Here’s the best of what the sporting world had to offer.

1. Identifying a racist is often easy enough. Rather self-defeatingly, they tend to give themselves away in the time-honoured and fool proof method of doing something racist.

“The West Ham fan shouting Islamophobic abuse at Mo Salah as he prepared to take a corner on Monday night, definitely a racist. Whoever made monkey noises at Tottenham’s Renee Hector during a Women’s Championship game against Sheffield United last month, a racist.

“The Chelsea fans I heard singing about Hitler’s gas chambers on a train back to London a couple of years back, racists. Liam Neeson: a racist 40 years ago, although he claims he’s not any more, and his co-star Michelle Rodriguez says he can’t possibly be because he kissed Viola Davis in Widows, for his job. We’ll generously put that one in the ‘maybe’ column.”

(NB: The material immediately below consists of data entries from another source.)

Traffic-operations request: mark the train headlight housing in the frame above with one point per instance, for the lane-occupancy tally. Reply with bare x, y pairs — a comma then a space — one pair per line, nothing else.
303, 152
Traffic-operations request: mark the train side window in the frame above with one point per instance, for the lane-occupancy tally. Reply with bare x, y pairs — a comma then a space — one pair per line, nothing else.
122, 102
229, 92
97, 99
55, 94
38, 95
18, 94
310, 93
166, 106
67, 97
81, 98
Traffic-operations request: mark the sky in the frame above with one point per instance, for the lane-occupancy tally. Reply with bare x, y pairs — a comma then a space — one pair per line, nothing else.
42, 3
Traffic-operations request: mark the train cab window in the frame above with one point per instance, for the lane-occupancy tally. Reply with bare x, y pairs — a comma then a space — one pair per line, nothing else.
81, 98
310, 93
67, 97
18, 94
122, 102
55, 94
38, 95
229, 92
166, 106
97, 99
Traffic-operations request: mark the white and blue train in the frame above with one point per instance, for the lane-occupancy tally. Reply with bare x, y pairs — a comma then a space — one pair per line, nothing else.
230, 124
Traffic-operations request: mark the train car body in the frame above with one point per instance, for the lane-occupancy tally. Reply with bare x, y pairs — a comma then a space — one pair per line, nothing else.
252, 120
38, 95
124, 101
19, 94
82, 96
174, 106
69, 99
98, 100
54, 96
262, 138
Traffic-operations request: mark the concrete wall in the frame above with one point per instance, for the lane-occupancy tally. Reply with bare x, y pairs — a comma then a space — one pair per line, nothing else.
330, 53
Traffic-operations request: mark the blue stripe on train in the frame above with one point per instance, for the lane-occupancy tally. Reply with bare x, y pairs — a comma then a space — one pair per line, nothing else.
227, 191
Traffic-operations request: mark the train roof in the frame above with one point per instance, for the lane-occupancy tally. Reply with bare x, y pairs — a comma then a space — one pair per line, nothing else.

The Independent takes an inside look at what it really means to support a football team.

2. “When Liverpool’s official account tweeted the starting XI selected by Jurgen Klopp on Monday night, it provoked a wave of abusive replies from those purporting to be supporters of the club. The principal subject of their disdain was Adam Lallana, an England international picked to play in central midfield due to injuries suffered by Georginio Wijnaldum and Jordan Henderson.

‘Now for the real team,’ was the typical reply. One included a gif of a cartoon suicide, another of someone pulling a noose over their neck. At least some were happy, albeit hardly in a supportive fashion: they expressed delight that Wijnaldum and Henderson had suffered knocks because they disliked seeing them in their team.”

Liverpool are on course to achieve the third highest points total in Premier League history and the highest points total in the club’s entire history

3. ”At the entrance to the St Enda’s clubhouse stands a handsome memorial stone, its polished surface catching the cold sun. Carved in Irish under the club crest is a passage from Padraig Pearse’s oration at O’Donovan Rossa’s graveside, warm words on remembrance and defiance. A few paces behind, on the wall of the clubhouse, sits a plaque in honour of Gerry Devlin, shot dead at the gates of these grounds on a December night more than 20 years ago.”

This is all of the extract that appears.